Despite holding a strong stance against immigration and asylum seekers in general, the Trump administration is supporting a group of White South African refugees whose admission to the United States it wants to expedite.

Besides seeding the monologues of late night comedians who feed on irony, the choice of this particular group as the lone exception intentionally subverts the image most people have in mind when they think of “refugee.”

(“Refugee” tends to summon images of the have-nots — destitute people from war-torn or poverty-stricken environments who arrive in the U.S. or other advanced nations with little to nothing.}

The Trump-favored White Afrikaners from South Africa, instead, are part of a demographic more commonly associated — because of the long history of apartheid — with the oppressor class rather than the oppressed.

But President Trump’s White House deputy chief of staff for policy Stephen Miller — pushing for asylum for the White Afrikaners — contends the purpose of the U.S. refugee program is widely misunderstood and that it has been misused as an ineffectual weapon against poverty.

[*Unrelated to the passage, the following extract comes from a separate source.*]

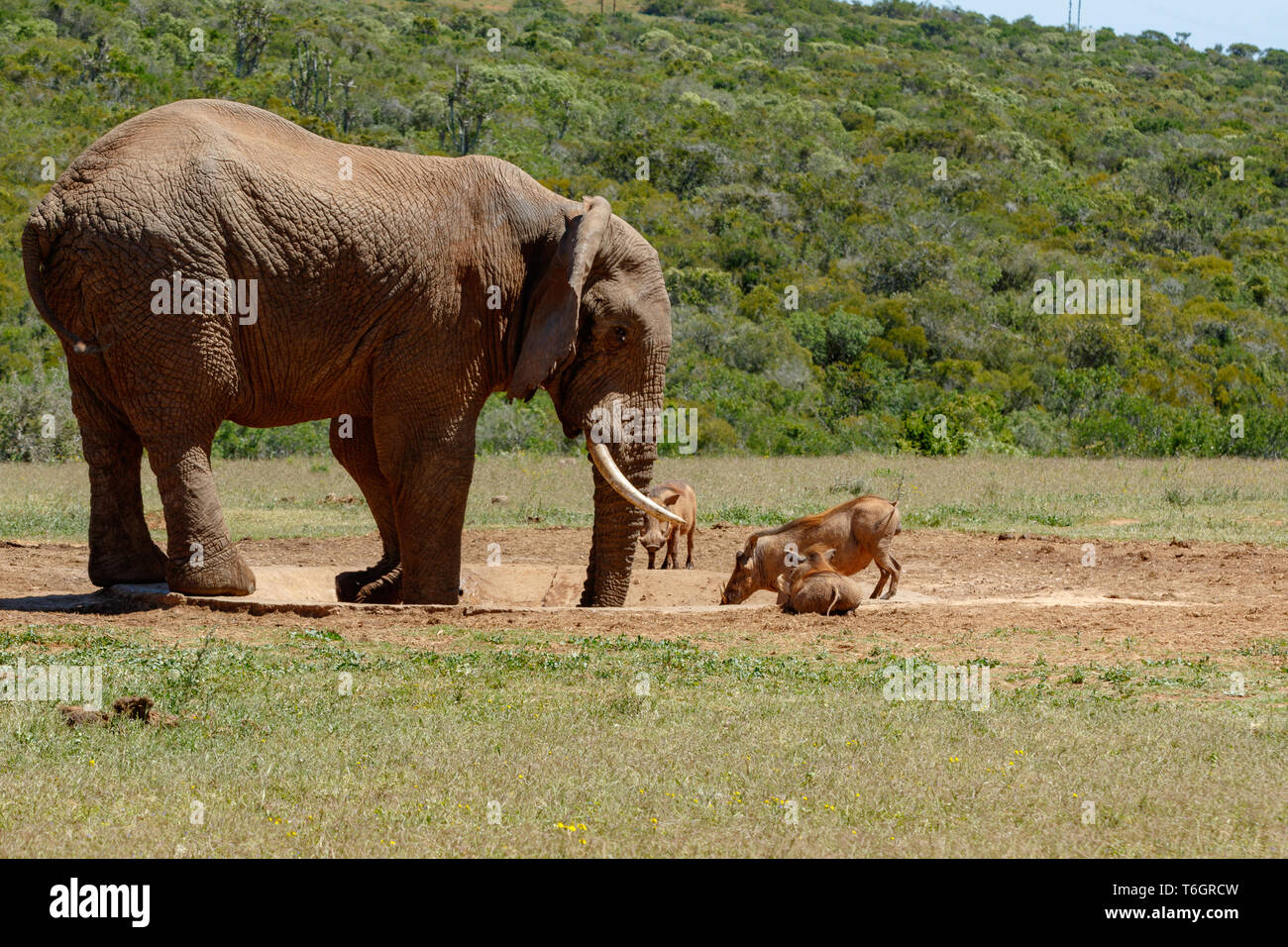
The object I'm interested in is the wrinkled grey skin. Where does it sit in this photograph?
[22,100,671,605]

“What’s happening in South Africa fits the text book definition of why the refugee program was created,” Miller says. He adds that the refugee program was “not intended as a solution for global poverty.”

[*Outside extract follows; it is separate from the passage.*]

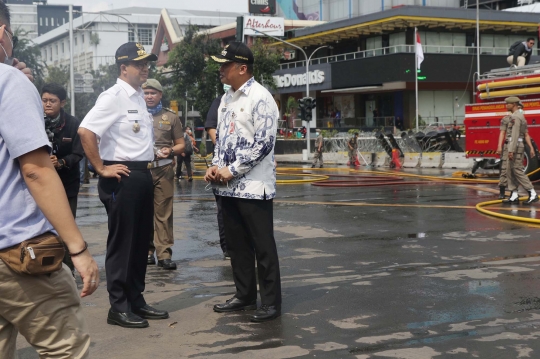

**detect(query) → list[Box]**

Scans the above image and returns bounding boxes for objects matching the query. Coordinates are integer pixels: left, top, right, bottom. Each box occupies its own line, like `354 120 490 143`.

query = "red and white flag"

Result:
415 31 424 69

The refugee program is instead meant, in Miller’s view, to provide sanctuary only from persecution — not poverty. Miller claims the program is in this sense directly applicable to White South Africans who he and the administration say are being subjected to “race-based persecution” at home.

(Miller offers the definition “persecution based on a protected characteristic.”)

Miller says the U.S. refugee program has been a “catastrophic failure” and specifically cites the Twin Cities region as an example of what he characterizes as the failure of refugees to thrive or to contribute to the community.

There is “endemic poverty, crime issues, integration issues,” he says, a comment that gets both support and blowback in the comments.

“The refugee program isn’t the problem. The problem is racists like Miller rewriting history to fit their fear,” writes one dissenter.

Another writes: “I live in Minneapolis and it’s just fine, lol.” (This comment is met with murder statistics for the Twin Cities area, which have not plummeted in step with the drops in cities across the nation.)

NOTE: President Trump suspended nearly all refugee resettlement program via an Executive Order during his first week in office, vowing a “realignment of the U.S. Refugee Admissions Program.”

As the New York Times reported on the exception being made for the South Africans: “Although the president halted virtually all other refugee admissions shortly after he took office in January, his administration hastily put together a program to allow in white South Africans, who he claims have been the victims of racial persecution in their home country.”